Wir dann lieber wieder an den Hafen gegangen. Dort hatte sich inzwischen die Auseinandersetzung verschärft, die Polizei hatte Wasserwerfer und Panzerwagen aufgefahren. (Bild 11)

Auf dem Platz am Hafen habe ich zu diesem Zeitpunkt keinen “schwarzen Block” mehr gesehen, sondern nur eine Masse von Demonstanten, die versuchten, dem Konzert zuzuhören, etwas an den zahlreichen Essens- oder Getränkeständen zu bekommen. Das war jedoch ab dem mittleren Bereich des Platzes kaum mehr möglich, da ständig die BFE – Einheiten und andere Polizeikräfte aus meiner Sicht ohne Grund in die Menschenmenge eindrangen. (Bild 17)

Wer von den Festgenommenen Widerstand leistete, wurde auch von der zahlreich vertretenen Zivilpolizei mit Reizgas fertig gemacht. http://media.de.indymedia.org/images/2007/06/180287.jpg

Als es für einige Beamte zu eng wurde, kam es wiederholt zum Wasserwerfereinsatz, bei dem ich mich – unfreiwillig – auch mit einer vollen Ladung erfrischen konnte. (Bild 14)

Kurze Zeit später stiegen mir die Tränen in die Augen. Vor lauter Tränengas, mit dem die Menge auf dem Platz wiederholt bei Einsätzen beglückt wurde. (Bild 15)

In der Nähe des Platzes waren zahlreiche Anwohner auf der Straße, und forderten die Polizei auf, die Provokationen zu unterlassen. (Bild 16) Leider hatte dieser Protest kaum Einfluss.

Im Verlauf des Abends sind wir dann ins Camp gegangen, um auszuruhen und uns für die Rückfahrt am nächsten Morgen vorzubereiten. Auf dem Weg dort hin trafen wir auf weitere Wasserwerfer und sahen 7 Transporthubschrauber über dem Camp fliegen.

Das Camp am Grenzschlachthof im Rostocker Hafen selbst ist eine Ansammlung von Barrios mit hunderten von Zelten, Infoständen und einem großen Zirkuszelt.

Da nicht klar war, ob das Camp von der Polizei abgeriegelt wird, sind wir später wieder in die Innenstadt gegangen, in der Hoffnung, eine Kneipe zu finden, die noch auf hat. Die Innenstadt war jedoch bis auf die zahlreiche Polizei und umherziehende Demoteilnehmer praktisch entvölkert, die bürgerlichen Medien hatten in ihrer Berichterstattung ganze Arbeit geleistet, wer von den Rostockern sich nicht lieber selber ein Bild vor Ort machte, blieb wohl lieber zuhause.
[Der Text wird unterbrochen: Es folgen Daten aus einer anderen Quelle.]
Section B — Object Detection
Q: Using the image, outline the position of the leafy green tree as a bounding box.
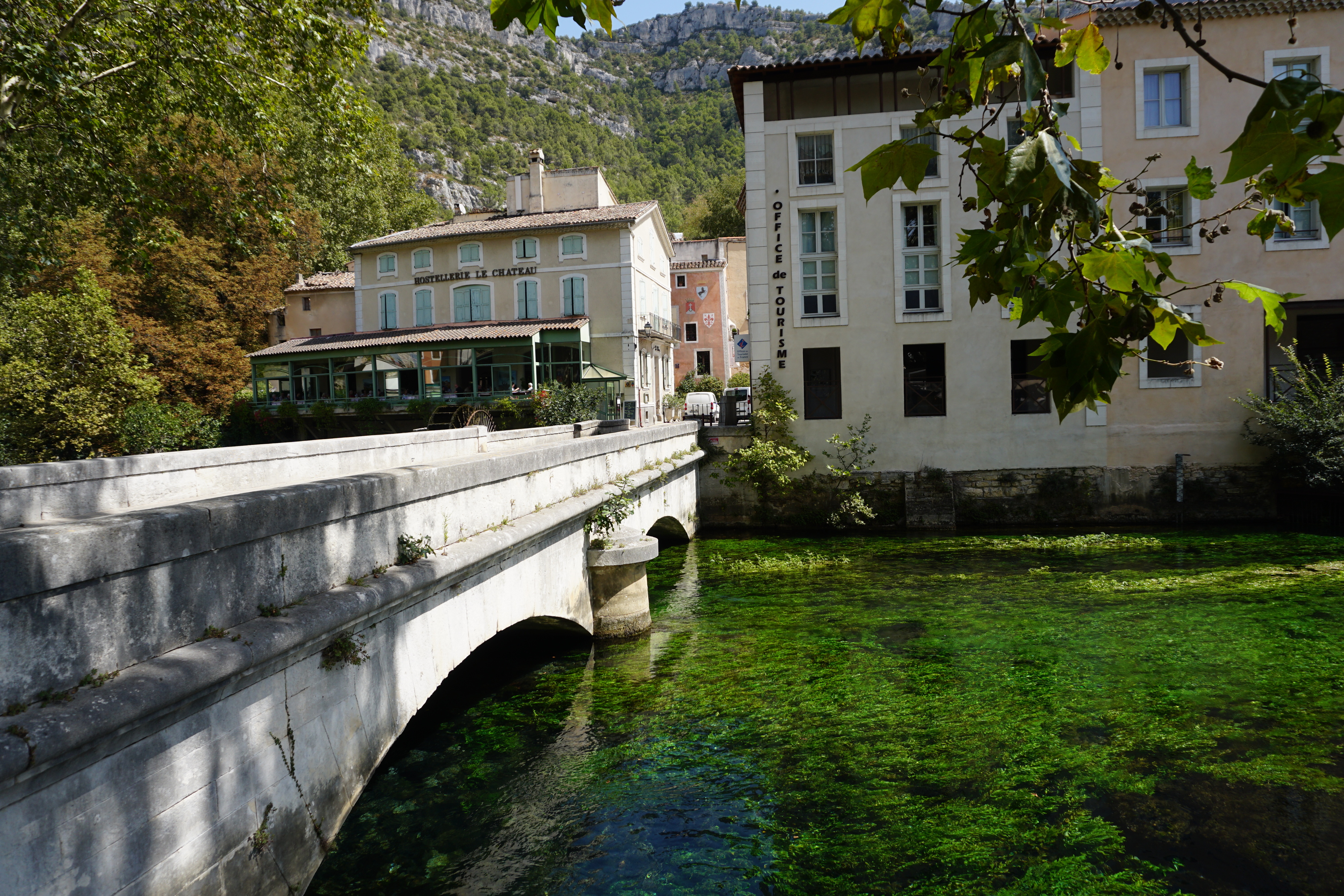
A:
[492,0,1344,419]
[0,0,382,281]
[1236,345,1344,486]
[0,271,159,463]
[117,402,220,454]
Für den heutigen Montag sind mehrere dezentrale Protestaktionen sowie eine »Demonstration für globale Bewegungsfreiheit« vorgesehen. Am Dienstag ist eine Palästinaveranstaltung geplant, außerdem stellt sich die Linksfraktion des Bundestages in Bad Doberan der öffentlichen Diskussion. In den Camps finden abends Kulturveranstaltungen statt. Mittwoch und Donnerstag finden die Blockaden der Zufahrten nach Heiligendamm statt. An diesen Tagen findet auch der alternative Gegengipfel statt.